The death of Terence MacSwiney on hunger strike, after seventy-four days, was not the first nor the last of that of Irish martyrs who died because of the intransigence of British imperialism. Originally a tactic used by suffragists, the hunger strike has become synonymous with Irish anti-imperialism, in part thanks to MacSwiney.
Thomas Ashe died on hunger strike in 1917, the first but far from the last Irish republican to die on hunger strike in the twentieth century, with others dying during the revolutionary and counter-revolutionary period.
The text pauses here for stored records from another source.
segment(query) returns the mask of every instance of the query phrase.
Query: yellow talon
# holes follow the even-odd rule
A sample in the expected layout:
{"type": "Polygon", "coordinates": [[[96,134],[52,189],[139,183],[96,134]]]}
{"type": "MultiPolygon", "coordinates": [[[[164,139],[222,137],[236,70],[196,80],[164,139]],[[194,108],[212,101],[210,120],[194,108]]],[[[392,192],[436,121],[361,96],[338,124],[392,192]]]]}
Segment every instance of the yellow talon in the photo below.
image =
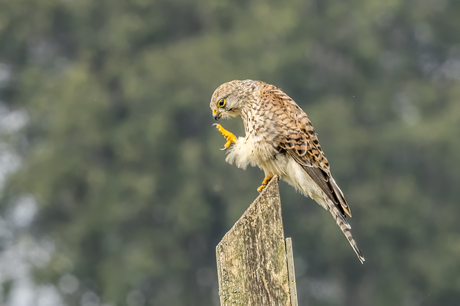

Seán McCaughey died in 1946 under the de Valera government. Frank Stagg and Michael Gaughan died in the 1970s. Their cases, along with that of the Price sisters, showed the inhumanity of forcible feeding. The use of the hunger strike would be revived in 1980 in Long Kesh prison and again in 1981, leading to the death of seven IRA and three INLA prisoners. In the years after MacSwiney’s death his example would be the inspiration for others.
Born in Cork, MacSwiney was raised by his English mother, who had nationalist sympathies. He attended the North Mon secondary school—which the CPI’s own Michael O’Riordan would attend some years later and who had been aware of the famous past pupil.
MacSwiney would become a leading organiser for the republican movement in Cork, being commandant of Cork No. 1 Brigade of the IRA. He would subsequently become mayor of Cork after his comrade Tomás Mac Curtain was murdered by British forces. During his acceptance speech as mayor of Cork he made an often-quoted remark: “This contest of ours is not on our side a rivalry of vengeance but one of endurance—it is not they who can inflict the most but those who can endure the most who will conquer.”
In the collection of his writings titled Principles of Freedom we get an understanding of MacSwiney’s views. Not only did he strongly oppose the Catholic Hibernians, he also had an understanding of basic internationalism. “If Ireland were to win freedom by helping directly or indirectly to crush another people, she would earn the execration she has herself poured out on tyranny for ages . . . It is love of country that inspires us, not hate of the enemy . . . Separation from England will alone make for final friendship with England.”
Though his time on hunger strike attracted international attention, MacSwiney was not—as some revisionist historians claim—interested in being a martyr. He once wrote that “it is harder to live a consistent life than die a brave death . . . We must get men to realise that to live is as daring as to die.”
While much else could be cherry-picked from Principles of Freedom, it is worth reading in full, rather than quoted. MacSwiney’s writing reflects an emphasis on the mental steel of a revolutionary; but this shouldn’t be taken to indicate a zealot. MacSwiney had an understanding of the world around him and attempted to understand it through the means available to him—enough to write that “the capitalist has no country.”
He was predeceased by another Cork comrade, Michael Fitzgerald, and within a few hours of MacSwiney’s own death Joe Murphy would die. The month after MacSwiney’s death, in October, would see some of the major events of the revolutionary period, including the hanging of Kevin Barry, the killing of several British agents by Michael Collins’s “Squad,” and the murder of fourteen people in Croke Park by the RIC. Later on, the Kilmichael ambush would destroy the myth of the invincibility of the Auxiliaries, leading to the burning of Cork city centre and the brutal torture and murder of the Loughnane brothers.
MacSwiney had gone on hunger strike in Brixton Prison, London, as he felt that his two-year sentence for possession of a document was inflicted by the authorities of an empire that, in the words of James Connolly, “has no right in Ireland, never had any right in Ireland, and never can have any right in Ireland.” In doing so he would provide inspiration for other revolutionaries, and not only in Ireland. He inspired a Chinese revolutionary, Guo Moruo—who would become a close ally of Mao Zedong and be the head of the Chinese Academy of Sciences after 1949—as well as Indian patriots.
MacSwiney’s widow, Muriel, would leave Ireland for Germany and then Paris, where she would become a communist, being at various times a member of the Communist Parties of France, Germany and Britain as well as Larkin’s Irish Worker League. She married a French Jewish leftist, Pierre Kaan, who would die in a German concentration camp.
The Vietnamese revolutionary leader Ho Chi Minh remarked of MacSwiney’s example that “a nation that has such citizens will never surrender.”